QuickSight integrates automatically with AWS data services, enables organizations to scale to hundreds of thousands of users, and delivers fast and responsive query performance to them. You can easily connect QuickSight to AWS data services, including Amazon Redshift, Amazon RDS, Amazon Aurora, Amazon S3, and Amazon Athena. You can also upload CSV, TSV, and spreadsheet files or connect to third-party data sources such as Salesforce.
Amazon Redshift
Amazon Redshift delivers fast query performance by using columnar storage technology to improve I/O efficiency and parallelizing queries across multiple nodes. Amazon Redshift is typically priced at 1/10th of the price of the competition. We have many customers running petabyte scale data analytics on AWS using Amazon Redshift.

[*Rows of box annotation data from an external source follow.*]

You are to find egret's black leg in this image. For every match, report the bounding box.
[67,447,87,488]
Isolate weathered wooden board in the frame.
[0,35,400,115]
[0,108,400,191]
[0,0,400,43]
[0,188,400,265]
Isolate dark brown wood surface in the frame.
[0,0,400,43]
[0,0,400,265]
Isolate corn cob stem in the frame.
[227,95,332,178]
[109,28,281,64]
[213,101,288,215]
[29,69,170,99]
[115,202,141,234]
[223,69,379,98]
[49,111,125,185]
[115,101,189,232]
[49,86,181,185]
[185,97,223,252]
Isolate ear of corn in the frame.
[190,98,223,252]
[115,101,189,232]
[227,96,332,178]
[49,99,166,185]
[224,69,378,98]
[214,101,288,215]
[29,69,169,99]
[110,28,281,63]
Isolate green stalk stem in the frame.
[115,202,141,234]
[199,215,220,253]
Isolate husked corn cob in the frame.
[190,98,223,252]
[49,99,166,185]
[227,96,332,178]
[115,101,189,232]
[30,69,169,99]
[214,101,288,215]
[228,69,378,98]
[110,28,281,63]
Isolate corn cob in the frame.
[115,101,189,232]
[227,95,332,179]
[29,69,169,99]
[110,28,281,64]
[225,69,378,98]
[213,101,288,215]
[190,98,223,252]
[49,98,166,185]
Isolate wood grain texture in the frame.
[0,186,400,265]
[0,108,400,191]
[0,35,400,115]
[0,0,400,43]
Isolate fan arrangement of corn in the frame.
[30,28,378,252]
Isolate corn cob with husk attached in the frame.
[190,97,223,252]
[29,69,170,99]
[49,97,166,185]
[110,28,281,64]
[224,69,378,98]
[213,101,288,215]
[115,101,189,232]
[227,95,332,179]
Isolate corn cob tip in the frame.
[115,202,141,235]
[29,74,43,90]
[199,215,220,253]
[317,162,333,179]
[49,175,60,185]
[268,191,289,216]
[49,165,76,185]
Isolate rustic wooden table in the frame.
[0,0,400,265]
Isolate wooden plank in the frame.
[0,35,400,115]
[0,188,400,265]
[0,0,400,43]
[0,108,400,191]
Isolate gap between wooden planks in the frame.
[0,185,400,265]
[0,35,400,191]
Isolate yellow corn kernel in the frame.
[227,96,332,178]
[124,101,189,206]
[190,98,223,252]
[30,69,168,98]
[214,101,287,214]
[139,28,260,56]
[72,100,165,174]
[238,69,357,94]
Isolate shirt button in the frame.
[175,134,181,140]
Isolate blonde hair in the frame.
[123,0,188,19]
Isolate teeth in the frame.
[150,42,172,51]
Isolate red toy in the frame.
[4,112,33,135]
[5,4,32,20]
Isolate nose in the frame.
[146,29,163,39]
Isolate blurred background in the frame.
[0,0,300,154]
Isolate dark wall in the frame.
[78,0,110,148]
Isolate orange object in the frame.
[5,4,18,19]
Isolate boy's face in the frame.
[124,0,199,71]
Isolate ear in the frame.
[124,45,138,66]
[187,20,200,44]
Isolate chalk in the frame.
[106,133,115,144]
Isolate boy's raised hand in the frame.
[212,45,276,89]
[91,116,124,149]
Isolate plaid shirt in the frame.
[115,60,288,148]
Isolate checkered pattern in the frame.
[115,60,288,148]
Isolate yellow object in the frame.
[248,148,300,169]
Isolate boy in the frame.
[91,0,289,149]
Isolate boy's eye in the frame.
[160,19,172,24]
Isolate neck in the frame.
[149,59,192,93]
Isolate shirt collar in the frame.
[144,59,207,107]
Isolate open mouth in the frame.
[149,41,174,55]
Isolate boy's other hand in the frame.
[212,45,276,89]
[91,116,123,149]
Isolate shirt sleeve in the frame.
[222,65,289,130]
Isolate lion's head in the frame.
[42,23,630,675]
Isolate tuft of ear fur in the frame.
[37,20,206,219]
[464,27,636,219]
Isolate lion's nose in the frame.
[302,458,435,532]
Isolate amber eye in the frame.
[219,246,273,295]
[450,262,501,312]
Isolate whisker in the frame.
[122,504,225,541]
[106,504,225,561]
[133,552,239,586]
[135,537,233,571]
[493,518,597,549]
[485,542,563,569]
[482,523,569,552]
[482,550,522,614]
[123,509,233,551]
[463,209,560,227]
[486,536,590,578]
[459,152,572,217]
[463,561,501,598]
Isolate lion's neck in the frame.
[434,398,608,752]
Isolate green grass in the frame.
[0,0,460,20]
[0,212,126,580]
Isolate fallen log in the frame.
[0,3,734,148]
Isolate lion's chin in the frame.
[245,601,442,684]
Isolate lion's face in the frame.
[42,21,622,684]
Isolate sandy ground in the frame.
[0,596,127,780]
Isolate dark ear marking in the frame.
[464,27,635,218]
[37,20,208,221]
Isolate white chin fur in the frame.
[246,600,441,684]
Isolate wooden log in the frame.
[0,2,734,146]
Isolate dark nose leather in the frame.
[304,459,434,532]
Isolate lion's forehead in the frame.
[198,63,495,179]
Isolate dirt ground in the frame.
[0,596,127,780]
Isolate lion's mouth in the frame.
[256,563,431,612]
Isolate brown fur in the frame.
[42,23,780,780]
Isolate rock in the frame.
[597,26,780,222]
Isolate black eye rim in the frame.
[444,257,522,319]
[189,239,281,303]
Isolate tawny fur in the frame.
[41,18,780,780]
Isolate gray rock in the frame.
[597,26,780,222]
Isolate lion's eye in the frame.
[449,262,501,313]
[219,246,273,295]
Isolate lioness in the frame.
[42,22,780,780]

Amazon Redshift is also ANSI SQL compliant, supports JDBC/ODBC, and is easy to connect to your existing business intelligence (BI) solution. However, if your storage requirement is in the 10s of TB range and requires high levels of concurrency across small queries, you may want to consider Amazon Aurora as the target converged database.
Walkthrough
Assume that you have an events company specializing on sports, and have built a MySQL database that holds data for the players and the sporting events. Customers and ticket information is stored in another database; in this case, assume it is PostgresSQL and this gets updated when customer purchases tickets from our website and mobile apps. You can download a sample dataset from the aws-database-migration-samples GitHub repo.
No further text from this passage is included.